Probably true, though this is already more or less the case at runtime: a premodular app cannot use attached artifacts at runtime (without embedding Maven code). At least
the common case of System.loadLibrary would work more smoothly with a jmod (no need to extract to a temporary file).
On a related topic, it seems unclear how creation of modules from a Maven project should work. Suppose <packaging>jmod</packaging>. Should ${finalName}.jmod be the
primary and only artifact? But then a "legacy" <packaging>jar</packaging> project will not be able to consume this module's classes in flat classpath mode, which would be
a huge obstacle to adoption. Should ${finalName}.jar be the primary artifact with ${finalName}.jmod (*) a secondary artifact (**)? This would permit interoperability with
jar-packaging projects but seems clumsy because the primary artifact would not be used at runtime in a module-aware app.

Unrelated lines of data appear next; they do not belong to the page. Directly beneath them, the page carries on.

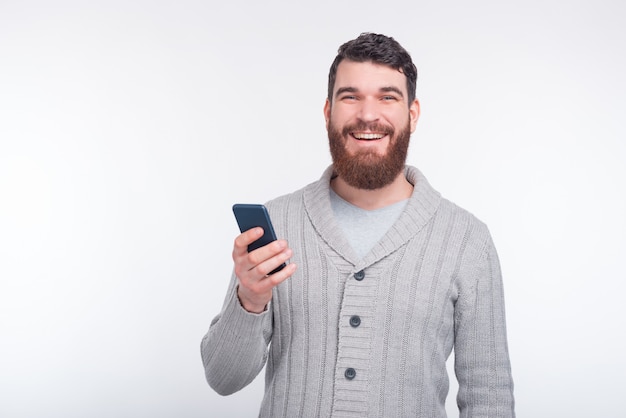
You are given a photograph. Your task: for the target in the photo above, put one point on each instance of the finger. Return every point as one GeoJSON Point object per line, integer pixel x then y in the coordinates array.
{"type": "Point", "coordinates": [266, 283]}
{"type": "Point", "coordinates": [260, 255]}
{"type": "Point", "coordinates": [246, 238]}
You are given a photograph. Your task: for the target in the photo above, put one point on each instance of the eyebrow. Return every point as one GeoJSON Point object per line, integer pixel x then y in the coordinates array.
{"type": "Point", "coordinates": [389, 89]}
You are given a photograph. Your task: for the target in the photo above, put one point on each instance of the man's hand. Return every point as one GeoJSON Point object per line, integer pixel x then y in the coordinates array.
{"type": "Point", "coordinates": [252, 269]}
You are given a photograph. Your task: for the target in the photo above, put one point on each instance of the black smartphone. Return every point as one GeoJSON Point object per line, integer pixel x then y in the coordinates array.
{"type": "Point", "coordinates": [252, 215]}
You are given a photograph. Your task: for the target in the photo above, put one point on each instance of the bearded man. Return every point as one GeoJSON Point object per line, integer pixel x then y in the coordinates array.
{"type": "Point", "coordinates": [384, 276]}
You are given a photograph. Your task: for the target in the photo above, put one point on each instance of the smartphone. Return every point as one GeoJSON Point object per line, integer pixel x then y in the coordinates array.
{"type": "Point", "coordinates": [251, 215]}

And should dependency artifact(s) be resolved to ${basedir}/target/classes/ inside a reactor build? Jigsaw should have support for "exploded modules" so this would be
fine for compiling, and for running (e.g. in Surefire) most Java code; but not for testing code using JNI, unless the Surefire plugin can be taught to set
$LD_LIBRARY_PATH / %Path% (***) intelligently.
What we could do is to populate the local jigsaw repo on mvn install. Or even
provide a mechanism to do a mvn jigsaw:deploy for upstream jigsaw module repos.

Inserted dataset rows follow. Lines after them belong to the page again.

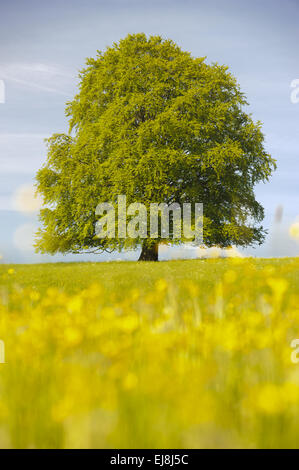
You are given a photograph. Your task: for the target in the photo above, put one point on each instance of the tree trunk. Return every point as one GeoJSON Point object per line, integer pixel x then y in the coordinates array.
{"type": "Point", "coordinates": [149, 251]}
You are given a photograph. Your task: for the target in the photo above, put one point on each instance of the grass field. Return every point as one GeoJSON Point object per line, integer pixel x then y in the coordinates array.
{"type": "Point", "coordinates": [176, 354]}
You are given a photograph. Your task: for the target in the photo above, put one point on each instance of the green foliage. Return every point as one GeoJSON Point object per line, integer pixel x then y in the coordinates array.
{"type": "Point", "coordinates": [153, 123]}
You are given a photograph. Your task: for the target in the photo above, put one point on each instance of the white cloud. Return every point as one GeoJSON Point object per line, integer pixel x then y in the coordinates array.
{"type": "Point", "coordinates": [38, 76]}
{"type": "Point", "coordinates": [23, 237]}
{"type": "Point", "coordinates": [22, 153]}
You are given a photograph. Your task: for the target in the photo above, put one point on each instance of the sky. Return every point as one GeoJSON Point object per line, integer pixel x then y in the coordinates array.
{"type": "Point", "coordinates": [44, 44]}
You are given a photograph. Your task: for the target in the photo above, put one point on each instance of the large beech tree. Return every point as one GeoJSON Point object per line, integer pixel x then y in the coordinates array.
{"type": "Point", "coordinates": [155, 124]}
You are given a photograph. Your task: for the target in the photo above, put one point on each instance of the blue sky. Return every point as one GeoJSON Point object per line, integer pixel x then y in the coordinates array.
{"type": "Point", "coordinates": [44, 44]}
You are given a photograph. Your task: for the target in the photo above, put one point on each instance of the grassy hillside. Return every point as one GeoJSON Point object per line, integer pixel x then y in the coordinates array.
{"type": "Point", "coordinates": [171, 354]}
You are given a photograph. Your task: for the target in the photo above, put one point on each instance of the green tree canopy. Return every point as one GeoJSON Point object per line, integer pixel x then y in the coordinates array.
{"type": "Point", "coordinates": [157, 125]}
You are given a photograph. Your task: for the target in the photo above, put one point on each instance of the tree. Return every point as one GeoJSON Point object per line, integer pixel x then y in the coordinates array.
{"type": "Point", "coordinates": [157, 125]}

Jigsaw already has a (prototype) repository connector which can read Maven
repositories, so this might be unnecessary for most users.

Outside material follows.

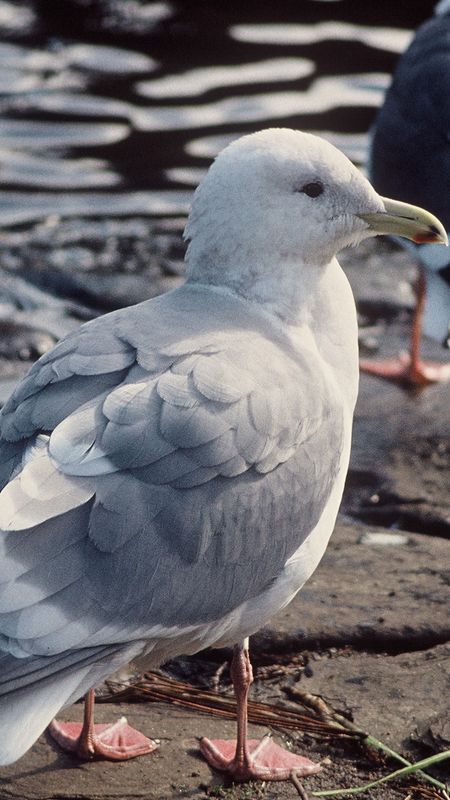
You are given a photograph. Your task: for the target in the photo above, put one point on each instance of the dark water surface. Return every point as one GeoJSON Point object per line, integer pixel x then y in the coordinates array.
{"type": "Point", "coordinates": [115, 107]}
{"type": "Point", "coordinates": [111, 111]}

As the dependency resolution is built into the java runtime, we don't need to
do anything for resolving jigsaw modules.
This is actually the main problem as I see it: Jigsaw's javac expects src/main/java/module-info.java to have the exact list of Java dependencies (the -classpath argument
is illegal in modular mode), which means that any part of Maven other than maven-compiler-plugin which needs to know the list of dependencies is going to be out of luck.
Possible solutions:
1. Signal an error at build time if module-info.java is out of synch with
pom.xml, and force the user to maintain both. Yuck.
2. Create target/generated-sources/jigsaw/module-info.java from pom.xml before calling javac. Not clear if this can work; and some module information (e.g. list of
"exported" classes) would then have to be encoded somewhere in pom.xml (compare maven-bundle-plugin's <configuration>), which is not great.
3. Force Maven core to load (at least some) dependency information from
module-info.java. I understand Tycho does something like this already.
Of course we could provide something like resolving
dependencies from an upstream jigsaw repo if those artifacts are not present in
the local maven repo.
And/or provide a batch tool to create a Maven 2-format mirror of a Jigsaw repo.
[later]
the dependency matching (what happens if you have 2 transitive dependencies
with different versions, version ranges, etc) must not happen at runtime
Final version resolution would happen at install time. Note that Jigsaw's decisions would not match Maven's in all scenarios; it might prefer the newest available version
of a contentious dependency rather than the version "closest" to the top-level module of the app.
(*) Perhaps ${finalName}-something.jmod. It is not obvious from Maven's limited documentation whether a secondary artifact must have a classifier. nbm-maven-plugin
(analogous in many ways to Jigsaw) creates secondary ${finalName}.nbm artifacts with no classifier, but this seems to cause subtle problems, especially in Maven Indexer.
(**) -Pdeployment could add *.deb and other native variants.